From the beginning of Saudi Arabia's intervention in Yemen, it was Prince Mohammed's war.
Patients suffering from suspected cholera wait to receive treatment at a hospital in Yemen’s capital, Sanaa.Credit:UNICEF/File
Some Western and United Nations diplomats hope that the Emirati withdrawal will push Prince Mohammed to negotiate a deal with the Houthis, potentially trading an end to the Saudi-led air campaign for some measure of security on the long border. He already faces mounting criticism in Congress and across the West for the war's devastating impact on civilians.
But Prince Mohammed has now consolidated power as de facto ruler under his ageing father, King Salman, and faces little domestic pressure to end the war.
The royal court controls the news media and with Saudi forces largely in the air, there have been few reports of Saudi casualties.
Prince Mohammed "never seemed to me to see this as the most important thing in his life", said Joseph Westphal, a former US ambassador who served in Riyadh from the beginning of the intervention through to early 2017.
US President Donald Trump shakes hands with Saudi Crown Prince Mohammed bin Salman at the G20 in Osaka in June.Credit:Alex Ellinghausen
One reason the war has not generated more domestic opposition, he said, is that the fear of Iranian influence that motivated the intervention "is not just limited to the royal family — the Saudis just have an intense, passionate feeling that they are under threat".
Boxed in, Prince Mohammed has asked for more aid from Washington. The US already provides intelligence and logistical support and sells weapons to the Saudis. The Saudis are hoping for at least greater sharing of US intelligence and possibly the deployment of special forces teams or military advisers, diplomats said.
But Washington, the Saudis complain, has sent mixed messages about its support for the war. To the surprise of Saudi leaders, outrage over the Saudi killing and dismemberment in October of dissident journalist Jamal Khashoggi, who lived in Virginia and wrote for The Washington Post, prompted US legislators to look more sceptically at the war in Yemen.
Jamal Khashoggi was killed in the Saudi consulate in Istanbul by Saudi government hitmen.Credit:AP
Congress passed legislation this year demanding an end to US military support for the war, including arms sales to Saudi Arabia. Pentagon officials, meanwhile, have concluded on their own that the war has degenerated into an unwinnable quagmire and have urged the Saudis for months to try to negotiate an end to the fighting.
But US President Donald Trump has repeatedly vetoed legislation cutting off US support for the war. As tensions with Iran have heated up, other administration officials — like Secretary of State Mike Pompeo and John Bolton, the national security adviser — have sounded almost as hawkish as the Saudis about the danger posed by Iran's alliance with the Houthis.
At a US-sponsored conference in Warsaw in February, Pompeo bluntly told the Saudis and others that the coalition fighting in Yemen should kick the stuffing out of the Houthis, one diplomat present said, although he said Pompeo used an earthier noun than stuffing. The diplomat spoke on condition of anonymity to describe a private meeting.
"Why haven't the Americans carried out a single operation to help?" asked Mustafa Alani, a scholar at the Saudi-backed Gulf Research Center who is close to the royal court.
He recommended that the Saudis take a blunter approach to convincing Washington that the Houthis were an American problem: withdraw completely and let the US deal with the anti-Western militants and Iranian surrogates he says would overrun Yemen.
"I would do what the Americans did in Somalia," Alani said. "Turn off the light, shut the door and say, 'to hell with it'."

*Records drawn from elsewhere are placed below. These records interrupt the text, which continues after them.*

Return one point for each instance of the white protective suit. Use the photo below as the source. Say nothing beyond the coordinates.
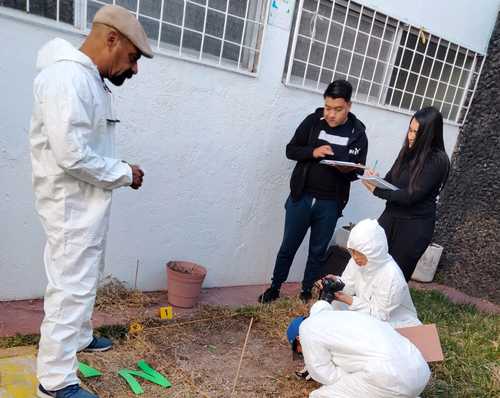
(378, 288)
(74, 171)
(357, 356)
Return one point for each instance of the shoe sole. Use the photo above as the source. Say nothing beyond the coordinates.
(97, 349)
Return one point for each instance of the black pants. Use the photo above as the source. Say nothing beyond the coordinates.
(319, 215)
(407, 238)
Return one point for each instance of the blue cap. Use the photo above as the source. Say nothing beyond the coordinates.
(293, 329)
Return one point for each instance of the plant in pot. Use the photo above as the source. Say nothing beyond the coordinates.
(184, 281)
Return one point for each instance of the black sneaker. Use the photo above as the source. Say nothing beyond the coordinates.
(305, 296)
(269, 295)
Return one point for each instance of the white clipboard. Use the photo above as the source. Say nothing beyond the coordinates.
(341, 163)
(379, 182)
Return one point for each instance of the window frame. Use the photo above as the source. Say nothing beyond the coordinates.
(255, 54)
(459, 104)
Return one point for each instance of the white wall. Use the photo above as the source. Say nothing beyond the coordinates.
(212, 145)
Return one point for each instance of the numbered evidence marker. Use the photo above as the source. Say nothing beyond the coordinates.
(166, 312)
(147, 373)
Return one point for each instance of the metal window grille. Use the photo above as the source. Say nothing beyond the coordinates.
(389, 63)
(223, 33)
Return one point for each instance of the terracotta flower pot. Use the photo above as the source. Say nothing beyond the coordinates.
(184, 280)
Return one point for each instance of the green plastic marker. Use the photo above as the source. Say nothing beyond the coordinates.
(146, 373)
(88, 371)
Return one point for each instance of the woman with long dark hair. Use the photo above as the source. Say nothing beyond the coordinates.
(420, 171)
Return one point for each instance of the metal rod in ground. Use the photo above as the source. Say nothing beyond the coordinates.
(241, 357)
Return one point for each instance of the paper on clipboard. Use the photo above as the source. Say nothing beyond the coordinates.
(379, 182)
(341, 163)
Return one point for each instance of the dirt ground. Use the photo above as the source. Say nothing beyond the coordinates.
(200, 358)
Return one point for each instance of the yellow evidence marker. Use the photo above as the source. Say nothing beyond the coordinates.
(166, 312)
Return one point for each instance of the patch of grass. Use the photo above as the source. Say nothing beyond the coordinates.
(470, 341)
(19, 340)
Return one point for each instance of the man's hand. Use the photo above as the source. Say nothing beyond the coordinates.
(322, 151)
(137, 176)
(345, 169)
(367, 184)
(345, 298)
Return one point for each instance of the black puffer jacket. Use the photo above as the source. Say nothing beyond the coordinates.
(303, 143)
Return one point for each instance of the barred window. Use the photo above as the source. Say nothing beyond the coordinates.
(388, 62)
(58, 10)
(224, 33)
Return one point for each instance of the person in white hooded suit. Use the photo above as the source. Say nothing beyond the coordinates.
(374, 283)
(75, 170)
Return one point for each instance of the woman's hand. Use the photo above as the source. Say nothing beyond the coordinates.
(368, 185)
(343, 297)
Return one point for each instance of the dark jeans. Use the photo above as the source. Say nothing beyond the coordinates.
(407, 239)
(321, 216)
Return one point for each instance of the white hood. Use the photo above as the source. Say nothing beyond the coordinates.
(61, 50)
(378, 288)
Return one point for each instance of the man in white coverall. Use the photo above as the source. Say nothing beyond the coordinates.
(355, 355)
(374, 283)
(74, 172)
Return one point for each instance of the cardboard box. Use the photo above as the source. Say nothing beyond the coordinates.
(426, 339)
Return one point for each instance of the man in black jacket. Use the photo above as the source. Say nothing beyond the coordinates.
(319, 192)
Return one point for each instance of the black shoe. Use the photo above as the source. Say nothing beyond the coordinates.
(303, 374)
(305, 296)
(269, 295)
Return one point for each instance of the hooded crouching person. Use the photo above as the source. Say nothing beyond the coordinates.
(75, 170)
(354, 355)
(374, 283)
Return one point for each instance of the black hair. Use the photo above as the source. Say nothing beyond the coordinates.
(339, 89)
(428, 145)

Last week, allies of Tareq Saleh, a maverick nephew of the late Yemeni dictator Ali Abdullah Saleh, floated the idea that the Saudi-led coalition had tapped him to be the new leader of the Yemeni forces previously under the UAE.
That did not last long. A powerful Islamist militia known as the Giants Brigade, also backed by the UAE, quickly issued a statement saying that it would never accept Saleh because he was from northern Yemen, not the south.

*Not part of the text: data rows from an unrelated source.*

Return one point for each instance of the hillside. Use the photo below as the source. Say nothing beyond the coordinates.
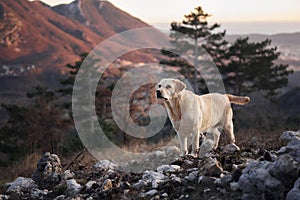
(34, 33)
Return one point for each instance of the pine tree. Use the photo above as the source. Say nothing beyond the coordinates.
(187, 37)
(251, 67)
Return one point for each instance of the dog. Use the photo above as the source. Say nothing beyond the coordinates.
(191, 114)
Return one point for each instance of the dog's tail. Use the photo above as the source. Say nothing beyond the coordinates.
(238, 99)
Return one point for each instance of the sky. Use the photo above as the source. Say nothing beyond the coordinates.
(157, 12)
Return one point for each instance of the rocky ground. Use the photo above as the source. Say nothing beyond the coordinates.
(251, 173)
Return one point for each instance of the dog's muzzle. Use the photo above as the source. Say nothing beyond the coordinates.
(159, 95)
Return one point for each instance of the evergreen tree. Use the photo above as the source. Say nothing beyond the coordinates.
(251, 67)
(195, 32)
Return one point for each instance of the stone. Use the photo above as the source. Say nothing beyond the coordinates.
(38, 194)
(192, 176)
(89, 184)
(67, 175)
(231, 148)
(151, 192)
(106, 185)
(168, 168)
(234, 186)
(73, 187)
(105, 164)
(285, 169)
(290, 135)
(206, 147)
(210, 167)
(154, 178)
(165, 194)
(139, 184)
(294, 193)
(172, 150)
(48, 173)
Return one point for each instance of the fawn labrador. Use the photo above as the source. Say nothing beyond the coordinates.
(193, 114)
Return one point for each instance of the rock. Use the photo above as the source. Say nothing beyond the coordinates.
(294, 193)
(151, 192)
(231, 148)
(256, 180)
(192, 176)
(285, 169)
(155, 178)
(290, 135)
(173, 150)
(48, 172)
(139, 184)
(107, 185)
(165, 194)
(206, 181)
(20, 184)
(38, 194)
(67, 175)
(210, 167)
(168, 168)
(105, 164)
(89, 184)
(206, 147)
(4, 197)
(73, 187)
(234, 186)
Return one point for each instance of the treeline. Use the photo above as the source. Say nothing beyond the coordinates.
(247, 68)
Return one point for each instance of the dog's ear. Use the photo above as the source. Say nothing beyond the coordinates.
(179, 86)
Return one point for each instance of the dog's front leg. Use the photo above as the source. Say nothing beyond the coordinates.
(183, 145)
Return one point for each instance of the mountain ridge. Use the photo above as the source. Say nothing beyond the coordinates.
(51, 39)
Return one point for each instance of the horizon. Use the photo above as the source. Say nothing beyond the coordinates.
(246, 19)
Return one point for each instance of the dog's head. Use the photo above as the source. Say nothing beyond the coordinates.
(168, 88)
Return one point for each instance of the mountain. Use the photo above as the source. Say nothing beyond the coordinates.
(35, 33)
(287, 43)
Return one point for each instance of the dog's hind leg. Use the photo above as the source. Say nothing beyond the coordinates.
(228, 126)
(183, 145)
(195, 143)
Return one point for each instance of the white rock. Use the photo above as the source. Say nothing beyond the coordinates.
(173, 150)
(73, 187)
(4, 197)
(105, 164)
(290, 135)
(60, 197)
(165, 194)
(151, 192)
(68, 175)
(149, 176)
(230, 148)
(168, 168)
(139, 184)
(89, 184)
(234, 186)
(205, 148)
(37, 193)
(192, 176)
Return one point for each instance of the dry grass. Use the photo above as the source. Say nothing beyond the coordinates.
(24, 167)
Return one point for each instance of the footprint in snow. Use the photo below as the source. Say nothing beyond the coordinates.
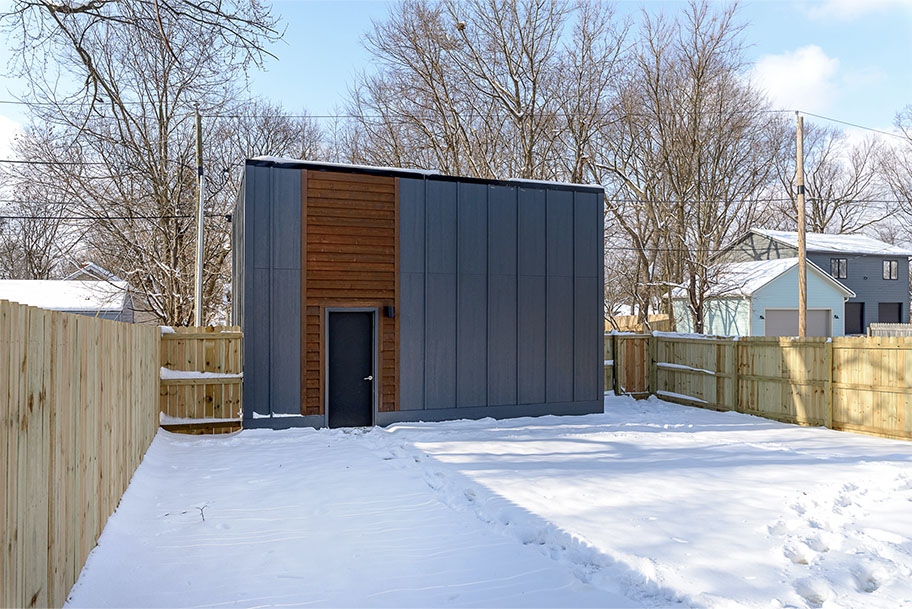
(868, 578)
(800, 555)
(815, 592)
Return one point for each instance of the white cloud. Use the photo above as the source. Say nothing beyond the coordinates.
(9, 129)
(845, 10)
(803, 79)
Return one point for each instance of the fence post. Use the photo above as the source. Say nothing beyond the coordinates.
(829, 359)
(736, 368)
(616, 345)
(652, 383)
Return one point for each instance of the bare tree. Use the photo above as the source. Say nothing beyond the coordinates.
(37, 240)
(843, 188)
(125, 155)
(486, 88)
(690, 153)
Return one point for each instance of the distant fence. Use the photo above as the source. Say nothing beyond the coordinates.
(201, 403)
(890, 329)
(859, 384)
(78, 410)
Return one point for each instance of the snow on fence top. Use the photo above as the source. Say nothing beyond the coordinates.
(60, 295)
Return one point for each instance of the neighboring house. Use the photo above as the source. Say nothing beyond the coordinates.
(877, 272)
(370, 295)
(141, 312)
(760, 298)
(89, 271)
(93, 298)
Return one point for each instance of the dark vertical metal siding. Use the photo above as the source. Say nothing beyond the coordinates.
(441, 224)
(237, 258)
(272, 290)
(559, 286)
(471, 288)
(532, 303)
(500, 294)
(502, 309)
(411, 293)
(587, 269)
(440, 336)
(527, 295)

Then another powerful militia, composed of southern Yemeni separatists paid and armed by the Emiratis, began promoting itself as the successor to Emirati leadership.
The separatists are the sworn enemies of the Yemeni president sponsored by the Saudis, Abed Rabbu Mansur Hadi.
"The problem for the Saudis today is that in contrast to the Emiratis, their main client is quite weak and ineffective," said Emile Hokayem, a scholar at the International Institute for Strategic Studies, referring to Hadi.
Whatever happens now, Hokayem added, "whether they like it or not, the Saudis own that".